Leader-follower replication, also called primary-secondary or master-standby, is the most common way to replicate a database. One node is designated the leader and is the only node that accepts writes; it then streams its changes to one or more followers, which apply the changes and serve read-only queries. PostgreSQL describes the roles directly: “Servers that can modify data are called read/write, master or primary servers. Servers that track changes in the primary are called standby or secondary servers.”
MongoDB’s replica sets work the same way. “The primary node receives all write operations” and “records all changes to its data sets in its operation log, that is, the oplog. The secondaries replicate the primary’s oplog and apply the operations to their data sets such that the secondaries’ data sets reflect the primary’s data set.” Because every write funnels through one node, the leader always has a single, authoritative ordering of writes, which makes strong consistency on the leader simple to reason about.
The scheme also distinguishes how much a follower can do. PostgreSQL notes that “a standby server that cannot be connected to until it is promoted to a primary server is called a warm standby server, and one that can accept connections and serves read-only queries is called a hot standby server.” Hot standbys add read throughput by serving queries; warm standbys exist purely as a backup ready to take over.

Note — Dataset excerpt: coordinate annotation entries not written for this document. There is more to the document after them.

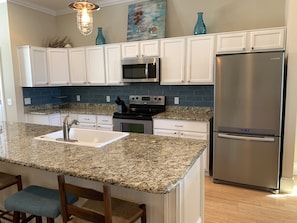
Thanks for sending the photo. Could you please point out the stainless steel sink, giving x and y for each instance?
(85, 137)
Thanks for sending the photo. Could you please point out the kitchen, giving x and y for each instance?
(276, 18)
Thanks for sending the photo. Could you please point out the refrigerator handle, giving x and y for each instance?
(253, 138)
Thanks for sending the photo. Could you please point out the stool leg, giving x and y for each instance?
(16, 217)
(50, 220)
(38, 219)
(20, 187)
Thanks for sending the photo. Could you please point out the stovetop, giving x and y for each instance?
(143, 107)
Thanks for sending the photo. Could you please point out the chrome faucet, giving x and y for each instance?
(67, 126)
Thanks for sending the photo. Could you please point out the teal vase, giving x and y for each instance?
(100, 38)
(200, 27)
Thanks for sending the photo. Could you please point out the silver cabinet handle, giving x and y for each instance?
(252, 138)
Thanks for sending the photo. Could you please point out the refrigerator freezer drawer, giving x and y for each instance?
(248, 162)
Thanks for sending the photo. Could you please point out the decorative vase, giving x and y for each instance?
(200, 27)
(100, 38)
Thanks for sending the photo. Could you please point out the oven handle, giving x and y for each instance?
(146, 70)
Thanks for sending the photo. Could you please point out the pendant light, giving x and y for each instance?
(84, 15)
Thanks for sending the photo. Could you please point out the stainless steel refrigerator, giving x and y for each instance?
(248, 119)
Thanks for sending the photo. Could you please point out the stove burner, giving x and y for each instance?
(142, 107)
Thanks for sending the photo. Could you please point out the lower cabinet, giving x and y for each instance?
(184, 129)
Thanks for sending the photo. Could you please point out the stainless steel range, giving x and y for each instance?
(138, 117)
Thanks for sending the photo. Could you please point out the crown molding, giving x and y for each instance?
(102, 3)
(34, 6)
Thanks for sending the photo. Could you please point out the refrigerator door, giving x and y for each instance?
(248, 161)
(248, 92)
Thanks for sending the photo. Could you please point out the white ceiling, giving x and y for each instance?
(59, 7)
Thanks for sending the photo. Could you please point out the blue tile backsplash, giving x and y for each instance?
(196, 95)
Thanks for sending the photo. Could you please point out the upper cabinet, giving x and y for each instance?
(200, 59)
(113, 64)
(95, 65)
(187, 60)
(77, 66)
(173, 52)
(33, 66)
(251, 41)
(147, 48)
(58, 66)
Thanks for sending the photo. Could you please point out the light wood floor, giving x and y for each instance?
(230, 204)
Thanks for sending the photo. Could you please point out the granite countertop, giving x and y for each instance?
(186, 113)
(172, 112)
(142, 162)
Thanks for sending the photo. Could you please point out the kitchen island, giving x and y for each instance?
(164, 173)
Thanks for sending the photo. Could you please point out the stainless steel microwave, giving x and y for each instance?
(144, 69)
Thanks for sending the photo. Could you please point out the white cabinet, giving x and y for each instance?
(250, 41)
(95, 65)
(104, 122)
(113, 64)
(58, 66)
(33, 66)
(77, 66)
(273, 39)
(187, 60)
(184, 129)
(200, 59)
(44, 119)
(231, 42)
(173, 51)
(148, 48)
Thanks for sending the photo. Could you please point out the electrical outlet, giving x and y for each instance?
(9, 101)
(176, 100)
(27, 101)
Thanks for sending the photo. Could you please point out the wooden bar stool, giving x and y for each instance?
(99, 207)
(7, 180)
(38, 202)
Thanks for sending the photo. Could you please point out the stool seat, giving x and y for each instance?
(7, 180)
(38, 201)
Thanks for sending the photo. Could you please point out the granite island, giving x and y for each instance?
(162, 172)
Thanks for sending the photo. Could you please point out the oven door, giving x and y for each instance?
(131, 125)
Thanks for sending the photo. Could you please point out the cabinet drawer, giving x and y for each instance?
(104, 119)
(87, 118)
(193, 126)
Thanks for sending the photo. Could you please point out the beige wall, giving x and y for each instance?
(26, 27)
(219, 16)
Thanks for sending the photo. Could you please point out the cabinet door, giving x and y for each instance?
(130, 50)
(231, 42)
(77, 66)
(149, 48)
(267, 39)
(200, 60)
(113, 64)
(173, 61)
(37, 119)
(33, 66)
(58, 66)
(95, 65)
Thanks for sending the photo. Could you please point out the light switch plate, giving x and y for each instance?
(176, 100)
(27, 101)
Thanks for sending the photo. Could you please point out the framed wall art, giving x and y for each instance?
(146, 20)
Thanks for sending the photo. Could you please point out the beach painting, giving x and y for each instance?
(146, 20)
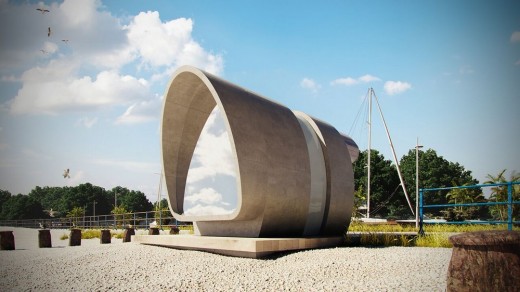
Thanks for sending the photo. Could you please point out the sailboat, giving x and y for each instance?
(371, 95)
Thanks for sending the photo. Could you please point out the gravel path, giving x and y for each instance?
(133, 267)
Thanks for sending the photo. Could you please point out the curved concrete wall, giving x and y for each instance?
(294, 173)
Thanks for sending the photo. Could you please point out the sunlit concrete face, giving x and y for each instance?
(294, 173)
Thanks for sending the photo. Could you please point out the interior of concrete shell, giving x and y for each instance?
(294, 172)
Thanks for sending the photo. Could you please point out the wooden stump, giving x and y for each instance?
(75, 237)
(44, 238)
(485, 261)
(153, 231)
(127, 234)
(6, 240)
(174, 230)
(106, 237)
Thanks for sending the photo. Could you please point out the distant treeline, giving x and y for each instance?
(46, 202)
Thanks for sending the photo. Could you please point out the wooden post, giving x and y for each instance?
(106, 237)
(174, 230)
(153, 231)
(44, 238)
(485, 261)
(127, 234)
(6, 240)
(75, 237)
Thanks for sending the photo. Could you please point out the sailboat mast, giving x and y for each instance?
(369, 148)
(394, 155)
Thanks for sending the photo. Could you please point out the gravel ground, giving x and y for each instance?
(133, 267)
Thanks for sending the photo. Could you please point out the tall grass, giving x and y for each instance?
(437, 235)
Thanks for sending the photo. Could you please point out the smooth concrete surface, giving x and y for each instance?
(281, 191)
(238, 246)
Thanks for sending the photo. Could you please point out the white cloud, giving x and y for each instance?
(51, 89)
(169, 43)
(515, 37)
(142, 111)
(396, 87)
(310, 84)
(87, 122)
(349, 81)
(206, 196)
(212, 155)
(84, 73)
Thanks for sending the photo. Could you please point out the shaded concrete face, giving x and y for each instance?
(294, 173)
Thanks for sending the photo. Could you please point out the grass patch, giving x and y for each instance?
(437, 235)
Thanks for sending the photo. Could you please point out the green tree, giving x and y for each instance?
(76, 214)
(500, 194)
(4, 196)
(133, 201)
(121, 215)
(434, 172)
(22, 207)
(386, 199)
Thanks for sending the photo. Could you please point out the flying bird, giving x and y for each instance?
(43, 11)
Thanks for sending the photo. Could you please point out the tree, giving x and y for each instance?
(500, 194)
(76, 213)
(4, 196)
(133, 201)
(22, 207)
(386, 199)
(434, 172)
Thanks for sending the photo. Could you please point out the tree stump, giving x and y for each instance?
(44, 238)
(174, 230)
(485, 261)
(75, 237)
(106, 237)
(127, 234)
(6, 240)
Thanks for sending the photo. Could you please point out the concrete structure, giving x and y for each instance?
(294, 172)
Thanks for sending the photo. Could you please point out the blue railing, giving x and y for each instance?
(509, 204)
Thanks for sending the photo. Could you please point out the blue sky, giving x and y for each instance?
(447, 72)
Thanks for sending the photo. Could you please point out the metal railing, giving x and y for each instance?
(139, 220)
(509, 204)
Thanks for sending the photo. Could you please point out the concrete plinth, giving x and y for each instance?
(238, 246)
(105, 237)
(127, 234)
(44, 238)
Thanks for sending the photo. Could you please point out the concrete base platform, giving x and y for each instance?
(237, 246)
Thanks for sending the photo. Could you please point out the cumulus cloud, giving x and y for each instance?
(87, 122)
(85, 72)
(51, 89)
(148, 35)
(515, 37)
(349, 81)
(142, 111)
(310, 84)
(212, 155)
(396, 87)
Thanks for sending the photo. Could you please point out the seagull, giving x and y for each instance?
(43, 11)
(66, 173)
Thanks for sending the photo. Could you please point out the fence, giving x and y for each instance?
(509, 204)
(137, 220)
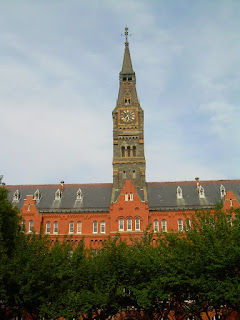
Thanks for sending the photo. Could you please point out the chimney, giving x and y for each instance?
(198, 183)
(62, 183)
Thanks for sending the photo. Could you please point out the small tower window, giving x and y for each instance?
(222, 191)
(179, 192)
(155, 226)
(134, 151)
(37, 195)
(16, 196)
(201, 192)
(79, 195)
(58, 195)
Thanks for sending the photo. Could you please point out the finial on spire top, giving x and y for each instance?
(126, 35)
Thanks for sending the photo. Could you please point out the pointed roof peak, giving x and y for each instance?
(127, 63)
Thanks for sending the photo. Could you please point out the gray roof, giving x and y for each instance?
(95, 197)
(162, 196)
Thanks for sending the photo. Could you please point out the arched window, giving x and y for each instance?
(201, 192)
(79, 227)
(222, 191)
(164, 225)
(137, 224)
(58, 195)
(55, 227)
(30, 226)
(37, 195)
(155, 226)
(129, 224)
(134, 151)
(48, 226)
(95, 227)
(188, 224)
(16, 196)
(79, 195)
(179, 192)
(180, 225)
(102, 227)
(121, 224)
(128, 151)
(71, 227)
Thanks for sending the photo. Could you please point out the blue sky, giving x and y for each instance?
(59, 74)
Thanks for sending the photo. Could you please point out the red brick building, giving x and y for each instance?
(129, 204)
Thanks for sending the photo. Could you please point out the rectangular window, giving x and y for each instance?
(137, 224)
(30, 227)
(95, 227)
(121, 225)
(129, 224)
(71, 227)
(55, 227)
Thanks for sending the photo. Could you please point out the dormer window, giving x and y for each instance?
(222, 191)
(201, 192)
(79, 195)
(16, 196)
(37, 195)
(58, 195)
(179, 192)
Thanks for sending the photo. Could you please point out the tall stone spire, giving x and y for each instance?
(128, 135)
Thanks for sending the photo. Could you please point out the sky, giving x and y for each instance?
(59, 79)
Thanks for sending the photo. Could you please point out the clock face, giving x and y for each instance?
(127, 116)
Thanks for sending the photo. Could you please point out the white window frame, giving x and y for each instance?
(129, 224)
(121, 224)
(102, 227)
(55, 227)
(30, 226)
(48, 227)
(164, 225)
(71, 227)
(137, 224)
(95, 227)
(156, 225)
(180, 225)
(79, 227)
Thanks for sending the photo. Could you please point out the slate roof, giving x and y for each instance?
(162, 196)
(95, 197)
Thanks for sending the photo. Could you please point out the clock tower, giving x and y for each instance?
(128, 137)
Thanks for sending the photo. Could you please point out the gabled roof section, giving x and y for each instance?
(127, 63)
(95, 197)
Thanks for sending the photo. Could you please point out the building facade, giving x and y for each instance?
(129, 204)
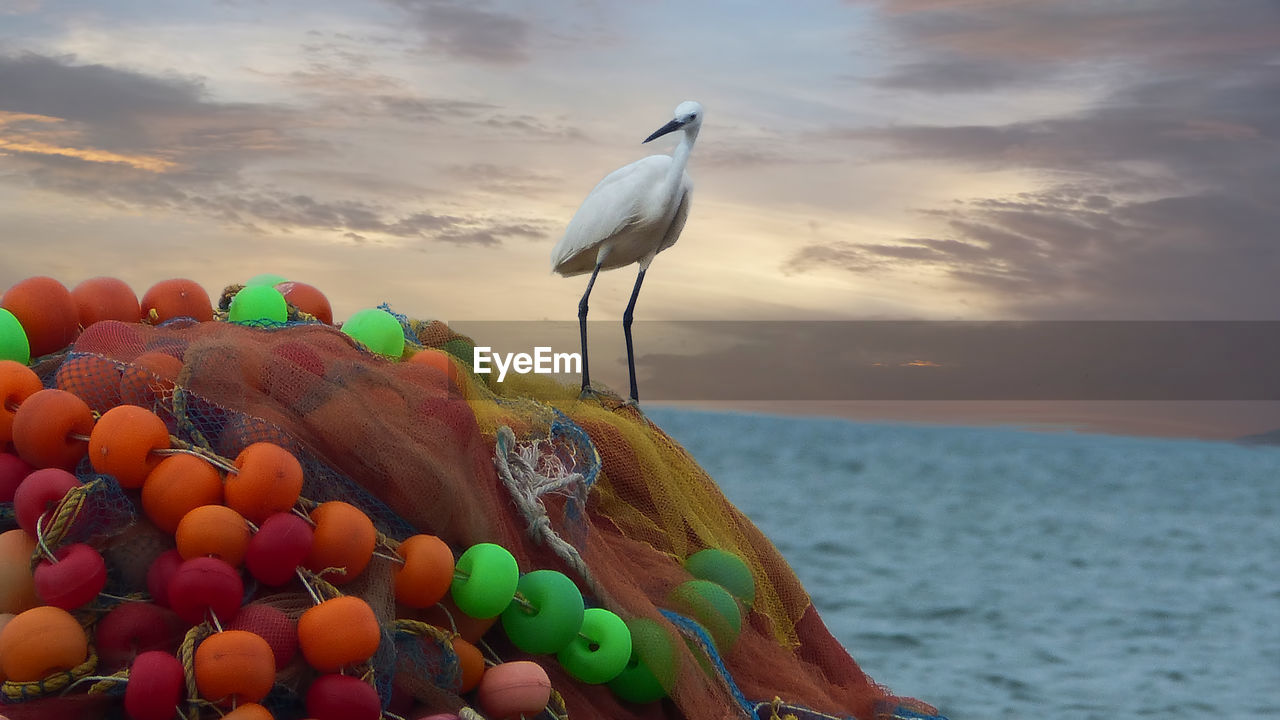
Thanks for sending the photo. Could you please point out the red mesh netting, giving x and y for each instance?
(417, 454)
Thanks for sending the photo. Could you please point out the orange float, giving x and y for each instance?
(250, 711)
(234, 666)
(268, 479)
(338, 633)
(344, 537)
(213, 531)
(40, 642)
(17, 584)
(177, 297)
(46, 311)
(124, 441)
(105, 299)
(470, 664)
(17, 383)
(45, 429)
(178, 484)
(426, 573)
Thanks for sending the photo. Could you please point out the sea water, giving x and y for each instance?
(997, 573)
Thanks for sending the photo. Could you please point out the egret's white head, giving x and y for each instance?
(689, 117)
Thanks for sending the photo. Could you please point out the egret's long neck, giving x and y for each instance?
(680, 158)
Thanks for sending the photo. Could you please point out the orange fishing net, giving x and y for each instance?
(590, 488)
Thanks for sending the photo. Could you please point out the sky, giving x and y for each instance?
(859, 159)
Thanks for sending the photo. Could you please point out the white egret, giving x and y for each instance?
(634, 213)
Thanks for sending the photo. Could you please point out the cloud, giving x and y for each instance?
(469, 31)
(131, 140)
(19, 7)
(1159, 200)
(981, 45)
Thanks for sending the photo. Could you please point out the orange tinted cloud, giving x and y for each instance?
(48, 139)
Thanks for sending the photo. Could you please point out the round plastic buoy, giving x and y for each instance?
(652, 668)
(485, 580)
(600, 648)
(257, 304)
(13, 340)
(376, 329)
(513, 689)
(725, 569)
(553, 619)
(713, 607)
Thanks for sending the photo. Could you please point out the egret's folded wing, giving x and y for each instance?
(612, 206)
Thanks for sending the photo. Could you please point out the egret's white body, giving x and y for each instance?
(632, 214)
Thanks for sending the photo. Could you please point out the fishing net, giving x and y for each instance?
(590, 488)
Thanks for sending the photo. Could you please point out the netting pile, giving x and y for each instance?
(590, 488)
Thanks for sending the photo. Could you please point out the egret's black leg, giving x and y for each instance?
(626, 331)
(581, 324)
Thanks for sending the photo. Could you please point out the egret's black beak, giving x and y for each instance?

The weakness of the scheme is that write availability depends on the leader. If the leader fails, no writes can proceed until a follower is promoted to take its place, a process called failover. MongoDB automates this with elections: when a primary stops communicating “for more than the configured electionTimeoutMillis period (10 seconds by default), an eligible secondary calls for an election to nominate itself as the new primary.” Failover is the moment where leader-follower systems are most fragile, and doing it safely is what makes consensus and quorums necessary.